I let out the breath I'd been holding. He really does care about Duo. I had wondered...



"Well?" Heero demanded.



I shake my head. "No, he's not okay and I have no idea where he is."



I watch Heero's features turn ashen and sick with worry as I tell about Duo's mysterious behavior and his worsening addiction. I told him about the late nights, and his private sobbing, and his insistent secrets. I told him about his anger and bitterness and about the blood I find on his clothes. I told him about our last fight, word for word, and about how it's been six days since I've seen him.



Then I ask him: "What the hell happened between you two?"



Heero blinked. "Nothing that would merit that."



"Tell me."



Heero tells me about the women and the booze and the sex and the orgies between the gundam pilots ( I had to stop myself from smiling when he said that--what I would have done to be a fly on THAT wall...) and the arguments and their last night together and what Duo said to him before he left.



I arched my brows, totally confused. "I think we're missing something, Heero."



"I agree," Heero says and I note the slight tremor in his voice. "I didn't know things were so bad up there."



"Yeah, well, you didn't work real hard to find out, did you?" I say angrily. "You never do, when it comes to Duo."



Heero blinks, his eyes wide with his confusion. "He left me...I didn't know I was supposed to go after him..."



"What are you, stupid?" I ask, incredulously. I know I'm being harsh, but, honestly, it feels good. "He's been in love with you for years! And what do you do about it? You wait five years and then start your relationship based on aimless sex! And now he's up here and I know you know he's using again because Trowa was up here a few weeks ago! And you sit there with your thumb up your ass while he's up here killing himself!"



He opens his mouth and shuts it. "I..."



I shake my head and sigh. "I don't think he's using again because of you. I really don't. It's too extreme for that...but, even if you're just a friend to him, you should be playing a more active role in helping him, Heero. And that goes for all four of you."



I watched his eyes darken in anger and I was glad we were so far apart from one another. Not many people live through pissing Heero off.



"Trowa didn't KNOW he was using again," Heero growls, "he just thought it was a possibility because he didn't know why Duo was acting the way he was. No one KNEW how bad it was except YOU. And YOU waited six weeks before contacting anyone for help. Don't think we aren't worried sick about Duo. Duo isn't the type to accept help if he doesn't want it. You'd know that if you really knew him."



I don't think I've ever heard him say that much at one time, ever...but I didn't pause to marvel at it. I slammed my fist on my desk and began shouting at him. I shouted at him about Duo leaving me for him. I shouted at him about him rejecting Duo's affections. I shouted at him for using Duo for sex. And I shouted at him about not helping Duo with the orphanage. And then my throat was raw and I quieted.

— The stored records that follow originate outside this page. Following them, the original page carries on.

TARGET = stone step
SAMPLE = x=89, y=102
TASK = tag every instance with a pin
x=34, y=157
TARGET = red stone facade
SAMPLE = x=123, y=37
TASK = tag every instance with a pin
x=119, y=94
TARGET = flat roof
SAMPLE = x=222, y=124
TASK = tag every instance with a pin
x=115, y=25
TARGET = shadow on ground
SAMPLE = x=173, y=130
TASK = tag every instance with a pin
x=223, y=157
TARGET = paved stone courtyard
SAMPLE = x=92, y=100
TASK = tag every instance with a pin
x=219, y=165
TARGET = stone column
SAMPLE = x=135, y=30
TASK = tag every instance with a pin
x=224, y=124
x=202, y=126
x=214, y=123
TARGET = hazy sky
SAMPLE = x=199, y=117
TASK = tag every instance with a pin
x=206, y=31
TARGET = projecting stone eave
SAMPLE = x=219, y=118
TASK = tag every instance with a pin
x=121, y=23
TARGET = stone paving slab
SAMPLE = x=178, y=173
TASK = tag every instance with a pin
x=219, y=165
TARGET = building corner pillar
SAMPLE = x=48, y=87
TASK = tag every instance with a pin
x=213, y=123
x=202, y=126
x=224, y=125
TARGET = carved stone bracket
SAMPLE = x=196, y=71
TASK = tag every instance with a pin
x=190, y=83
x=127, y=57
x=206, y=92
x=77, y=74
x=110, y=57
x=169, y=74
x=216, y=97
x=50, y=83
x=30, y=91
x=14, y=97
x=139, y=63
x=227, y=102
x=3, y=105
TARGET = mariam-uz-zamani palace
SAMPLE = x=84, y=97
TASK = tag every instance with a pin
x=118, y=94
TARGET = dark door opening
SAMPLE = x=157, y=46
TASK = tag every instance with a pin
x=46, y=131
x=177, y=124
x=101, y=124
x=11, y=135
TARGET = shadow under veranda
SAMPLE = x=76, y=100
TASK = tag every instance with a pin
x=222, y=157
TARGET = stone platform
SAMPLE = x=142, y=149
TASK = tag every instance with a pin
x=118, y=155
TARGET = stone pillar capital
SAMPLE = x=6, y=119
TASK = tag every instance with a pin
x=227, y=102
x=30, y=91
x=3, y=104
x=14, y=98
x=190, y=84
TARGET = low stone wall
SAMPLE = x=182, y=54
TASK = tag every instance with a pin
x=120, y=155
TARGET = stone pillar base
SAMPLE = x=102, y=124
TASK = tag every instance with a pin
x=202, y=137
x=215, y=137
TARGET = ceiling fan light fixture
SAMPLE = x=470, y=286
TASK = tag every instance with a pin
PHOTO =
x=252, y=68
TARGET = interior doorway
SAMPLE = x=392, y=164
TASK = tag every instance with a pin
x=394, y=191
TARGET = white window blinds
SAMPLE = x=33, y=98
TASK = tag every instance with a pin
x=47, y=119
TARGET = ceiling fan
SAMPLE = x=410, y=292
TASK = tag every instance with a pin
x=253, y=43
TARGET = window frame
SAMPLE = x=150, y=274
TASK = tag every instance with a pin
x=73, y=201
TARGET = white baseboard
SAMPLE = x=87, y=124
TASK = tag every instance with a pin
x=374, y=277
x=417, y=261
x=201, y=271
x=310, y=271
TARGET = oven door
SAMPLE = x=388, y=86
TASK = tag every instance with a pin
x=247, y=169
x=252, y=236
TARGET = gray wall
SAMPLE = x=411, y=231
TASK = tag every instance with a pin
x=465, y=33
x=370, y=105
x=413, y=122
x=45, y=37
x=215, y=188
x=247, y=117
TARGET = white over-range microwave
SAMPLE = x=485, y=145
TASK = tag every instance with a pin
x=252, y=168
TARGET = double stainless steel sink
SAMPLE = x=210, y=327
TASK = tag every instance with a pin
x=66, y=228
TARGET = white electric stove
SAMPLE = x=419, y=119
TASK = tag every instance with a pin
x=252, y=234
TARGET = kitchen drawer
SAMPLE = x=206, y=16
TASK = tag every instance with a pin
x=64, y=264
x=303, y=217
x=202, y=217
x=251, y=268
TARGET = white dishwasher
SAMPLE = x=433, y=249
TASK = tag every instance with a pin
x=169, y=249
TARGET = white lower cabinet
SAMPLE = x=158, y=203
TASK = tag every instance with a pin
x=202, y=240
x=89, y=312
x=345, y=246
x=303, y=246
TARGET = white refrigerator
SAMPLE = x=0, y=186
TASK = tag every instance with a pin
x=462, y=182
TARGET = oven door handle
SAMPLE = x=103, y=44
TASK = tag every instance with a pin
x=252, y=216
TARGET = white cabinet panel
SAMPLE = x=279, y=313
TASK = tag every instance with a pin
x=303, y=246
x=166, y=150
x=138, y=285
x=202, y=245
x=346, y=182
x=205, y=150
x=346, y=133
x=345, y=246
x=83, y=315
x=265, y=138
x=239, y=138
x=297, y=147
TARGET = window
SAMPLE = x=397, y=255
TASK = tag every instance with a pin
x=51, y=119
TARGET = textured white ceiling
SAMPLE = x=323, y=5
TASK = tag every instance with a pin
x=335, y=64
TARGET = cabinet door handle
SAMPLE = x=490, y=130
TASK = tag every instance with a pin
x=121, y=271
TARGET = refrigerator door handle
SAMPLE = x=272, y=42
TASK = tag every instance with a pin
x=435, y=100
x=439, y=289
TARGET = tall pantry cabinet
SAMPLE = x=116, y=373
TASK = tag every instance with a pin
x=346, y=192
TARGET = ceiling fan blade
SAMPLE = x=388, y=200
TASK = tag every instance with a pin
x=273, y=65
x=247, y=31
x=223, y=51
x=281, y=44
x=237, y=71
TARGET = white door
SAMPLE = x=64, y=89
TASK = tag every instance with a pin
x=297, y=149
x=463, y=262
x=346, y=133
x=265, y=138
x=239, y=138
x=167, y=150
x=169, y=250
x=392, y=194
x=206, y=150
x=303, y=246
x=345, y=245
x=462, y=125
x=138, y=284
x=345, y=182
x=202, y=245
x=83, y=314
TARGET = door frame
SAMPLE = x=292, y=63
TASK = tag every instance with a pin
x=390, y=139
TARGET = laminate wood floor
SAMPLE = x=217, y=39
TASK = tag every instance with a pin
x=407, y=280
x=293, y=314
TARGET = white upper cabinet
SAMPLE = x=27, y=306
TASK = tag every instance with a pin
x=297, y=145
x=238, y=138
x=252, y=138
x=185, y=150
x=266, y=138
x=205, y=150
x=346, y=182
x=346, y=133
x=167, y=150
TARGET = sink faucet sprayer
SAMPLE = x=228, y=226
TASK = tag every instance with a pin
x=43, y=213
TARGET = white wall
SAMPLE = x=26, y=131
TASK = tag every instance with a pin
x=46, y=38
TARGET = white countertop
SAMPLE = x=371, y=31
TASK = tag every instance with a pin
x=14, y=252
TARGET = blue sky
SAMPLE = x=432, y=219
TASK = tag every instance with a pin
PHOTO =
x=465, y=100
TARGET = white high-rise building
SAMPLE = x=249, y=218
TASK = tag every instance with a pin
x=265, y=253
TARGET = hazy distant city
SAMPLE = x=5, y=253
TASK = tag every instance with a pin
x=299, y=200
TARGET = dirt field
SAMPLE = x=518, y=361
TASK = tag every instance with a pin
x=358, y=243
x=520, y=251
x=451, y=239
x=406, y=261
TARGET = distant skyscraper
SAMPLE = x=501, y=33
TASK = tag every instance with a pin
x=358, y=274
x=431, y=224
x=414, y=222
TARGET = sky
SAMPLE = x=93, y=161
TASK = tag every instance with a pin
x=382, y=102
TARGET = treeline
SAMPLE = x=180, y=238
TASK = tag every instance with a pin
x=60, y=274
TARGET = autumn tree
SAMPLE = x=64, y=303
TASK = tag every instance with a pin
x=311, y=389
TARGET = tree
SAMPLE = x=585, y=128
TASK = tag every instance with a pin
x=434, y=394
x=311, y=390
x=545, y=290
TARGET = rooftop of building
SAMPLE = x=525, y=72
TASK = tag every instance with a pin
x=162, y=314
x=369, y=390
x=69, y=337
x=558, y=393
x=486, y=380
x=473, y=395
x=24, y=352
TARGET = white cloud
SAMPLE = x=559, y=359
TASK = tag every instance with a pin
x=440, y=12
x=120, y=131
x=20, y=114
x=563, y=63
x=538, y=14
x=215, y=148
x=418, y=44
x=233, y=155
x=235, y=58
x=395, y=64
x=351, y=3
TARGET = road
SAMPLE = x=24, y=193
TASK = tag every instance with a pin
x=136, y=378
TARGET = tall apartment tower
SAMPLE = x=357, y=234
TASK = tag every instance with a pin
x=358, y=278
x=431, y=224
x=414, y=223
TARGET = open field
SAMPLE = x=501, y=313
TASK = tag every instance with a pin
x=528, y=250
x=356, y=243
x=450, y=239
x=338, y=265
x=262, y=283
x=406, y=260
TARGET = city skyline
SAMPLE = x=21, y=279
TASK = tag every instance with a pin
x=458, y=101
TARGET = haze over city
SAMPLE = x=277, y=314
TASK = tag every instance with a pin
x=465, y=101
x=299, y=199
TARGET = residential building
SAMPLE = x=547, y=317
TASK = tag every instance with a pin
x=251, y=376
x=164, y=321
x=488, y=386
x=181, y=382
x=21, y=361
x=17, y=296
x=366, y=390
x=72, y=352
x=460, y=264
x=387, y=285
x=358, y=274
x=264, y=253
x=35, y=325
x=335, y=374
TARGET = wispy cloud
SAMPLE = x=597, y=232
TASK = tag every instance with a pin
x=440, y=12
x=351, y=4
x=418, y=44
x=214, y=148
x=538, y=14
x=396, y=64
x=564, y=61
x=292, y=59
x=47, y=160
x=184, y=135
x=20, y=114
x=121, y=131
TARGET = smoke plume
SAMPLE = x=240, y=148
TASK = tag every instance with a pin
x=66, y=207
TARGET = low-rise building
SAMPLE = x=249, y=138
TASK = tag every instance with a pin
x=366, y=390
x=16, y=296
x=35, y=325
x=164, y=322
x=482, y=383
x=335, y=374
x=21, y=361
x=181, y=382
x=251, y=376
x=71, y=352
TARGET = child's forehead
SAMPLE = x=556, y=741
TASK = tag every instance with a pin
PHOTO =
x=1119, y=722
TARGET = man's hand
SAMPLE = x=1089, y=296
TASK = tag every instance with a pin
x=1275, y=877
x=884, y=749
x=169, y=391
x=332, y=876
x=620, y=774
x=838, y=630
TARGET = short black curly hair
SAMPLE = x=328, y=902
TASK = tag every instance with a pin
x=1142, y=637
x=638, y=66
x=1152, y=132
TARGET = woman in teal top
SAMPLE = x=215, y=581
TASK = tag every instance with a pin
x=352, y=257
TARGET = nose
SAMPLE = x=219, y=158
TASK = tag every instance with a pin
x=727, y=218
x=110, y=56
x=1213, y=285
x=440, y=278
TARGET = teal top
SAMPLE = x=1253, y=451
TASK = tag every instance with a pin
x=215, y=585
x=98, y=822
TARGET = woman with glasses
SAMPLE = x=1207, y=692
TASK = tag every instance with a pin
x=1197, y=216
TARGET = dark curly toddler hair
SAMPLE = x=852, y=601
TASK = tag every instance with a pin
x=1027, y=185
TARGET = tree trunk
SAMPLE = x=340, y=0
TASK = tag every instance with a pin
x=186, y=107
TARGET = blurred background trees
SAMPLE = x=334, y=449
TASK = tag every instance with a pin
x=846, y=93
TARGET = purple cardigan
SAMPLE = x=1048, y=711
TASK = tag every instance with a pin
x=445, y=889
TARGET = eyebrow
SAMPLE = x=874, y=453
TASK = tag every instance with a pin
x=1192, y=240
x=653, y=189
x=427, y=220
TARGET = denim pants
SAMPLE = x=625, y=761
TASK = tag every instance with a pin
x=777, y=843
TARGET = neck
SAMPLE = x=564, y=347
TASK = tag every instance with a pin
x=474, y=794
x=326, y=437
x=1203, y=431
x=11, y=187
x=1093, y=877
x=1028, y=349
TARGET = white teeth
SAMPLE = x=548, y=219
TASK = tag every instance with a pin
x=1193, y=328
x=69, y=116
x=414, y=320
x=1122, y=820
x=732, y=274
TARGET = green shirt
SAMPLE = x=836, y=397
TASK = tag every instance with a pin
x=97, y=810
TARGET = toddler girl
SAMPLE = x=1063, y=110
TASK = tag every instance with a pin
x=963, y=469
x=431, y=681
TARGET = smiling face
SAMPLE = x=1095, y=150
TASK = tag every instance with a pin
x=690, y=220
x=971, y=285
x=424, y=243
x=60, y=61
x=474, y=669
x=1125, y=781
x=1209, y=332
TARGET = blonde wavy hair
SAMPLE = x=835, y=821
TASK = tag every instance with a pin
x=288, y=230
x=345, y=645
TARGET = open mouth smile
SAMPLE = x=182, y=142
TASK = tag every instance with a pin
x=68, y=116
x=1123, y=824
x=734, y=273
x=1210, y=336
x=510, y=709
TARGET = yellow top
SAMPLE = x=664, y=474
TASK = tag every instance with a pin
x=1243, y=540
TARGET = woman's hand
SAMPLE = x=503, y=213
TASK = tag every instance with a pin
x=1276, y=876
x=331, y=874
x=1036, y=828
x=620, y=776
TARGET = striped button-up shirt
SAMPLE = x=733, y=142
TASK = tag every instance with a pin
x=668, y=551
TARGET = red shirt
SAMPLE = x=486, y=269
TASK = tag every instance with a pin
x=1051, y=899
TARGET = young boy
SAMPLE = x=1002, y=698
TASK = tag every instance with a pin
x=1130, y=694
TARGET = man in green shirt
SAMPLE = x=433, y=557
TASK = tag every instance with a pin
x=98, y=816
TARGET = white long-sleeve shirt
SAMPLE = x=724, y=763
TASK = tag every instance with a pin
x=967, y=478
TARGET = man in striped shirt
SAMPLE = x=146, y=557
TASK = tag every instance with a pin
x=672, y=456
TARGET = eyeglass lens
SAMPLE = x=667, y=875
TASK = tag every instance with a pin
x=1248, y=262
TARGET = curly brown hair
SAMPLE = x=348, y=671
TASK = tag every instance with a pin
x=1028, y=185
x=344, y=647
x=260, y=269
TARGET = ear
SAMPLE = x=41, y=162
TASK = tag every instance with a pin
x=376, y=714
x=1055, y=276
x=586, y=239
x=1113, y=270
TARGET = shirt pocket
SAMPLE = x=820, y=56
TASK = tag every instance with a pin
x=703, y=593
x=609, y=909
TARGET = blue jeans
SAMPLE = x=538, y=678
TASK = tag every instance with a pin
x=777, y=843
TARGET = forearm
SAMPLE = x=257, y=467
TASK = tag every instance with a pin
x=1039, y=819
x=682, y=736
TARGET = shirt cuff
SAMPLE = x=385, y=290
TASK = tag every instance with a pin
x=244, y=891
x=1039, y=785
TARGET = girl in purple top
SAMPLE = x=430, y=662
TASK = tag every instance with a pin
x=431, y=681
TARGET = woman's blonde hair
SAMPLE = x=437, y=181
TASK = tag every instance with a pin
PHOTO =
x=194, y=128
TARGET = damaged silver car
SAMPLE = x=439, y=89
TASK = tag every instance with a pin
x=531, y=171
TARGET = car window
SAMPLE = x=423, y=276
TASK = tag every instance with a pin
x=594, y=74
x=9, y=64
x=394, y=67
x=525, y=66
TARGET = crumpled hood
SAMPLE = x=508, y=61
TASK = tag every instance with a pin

I realized, guiltily, that we were pointing fingers at each other because neither one of us wanted to take responsibility.



//...We have to be with you...//



Heero swallowed. "He never said anything about an orphanage," he whispered. "Not once."



I couldn't speak. Now, I really felt bad.



"He never said anything about wanting me after the wars," he continued. "I would've done anything for him. You have to believe me."



I closed my eyes and felt my heart break all over again. I believed him. Goddammit.



//...To live...

...to breathe...

...you're taking over me...//



I take in a deep breath and let it out slowly. "I don't have many resources up here, Heero," I say softly. "But I'll keep a weather eye while we figure something out."



Heero nodded. "I'm on my way to the Sanq Kingdom. Une's there...and now she has something to do with this. I just know it."



It's my turn to blink. "You think Une has something to do with this?" I ask in a startled voice. "You think it's a Preventer mission?"



Heero didn't answer at first. Then: "It had better not be."



I felt a chill escape down my spine as I heard the dangerous tone. Leave it to Duo to fall for a guy this fucking dangerous.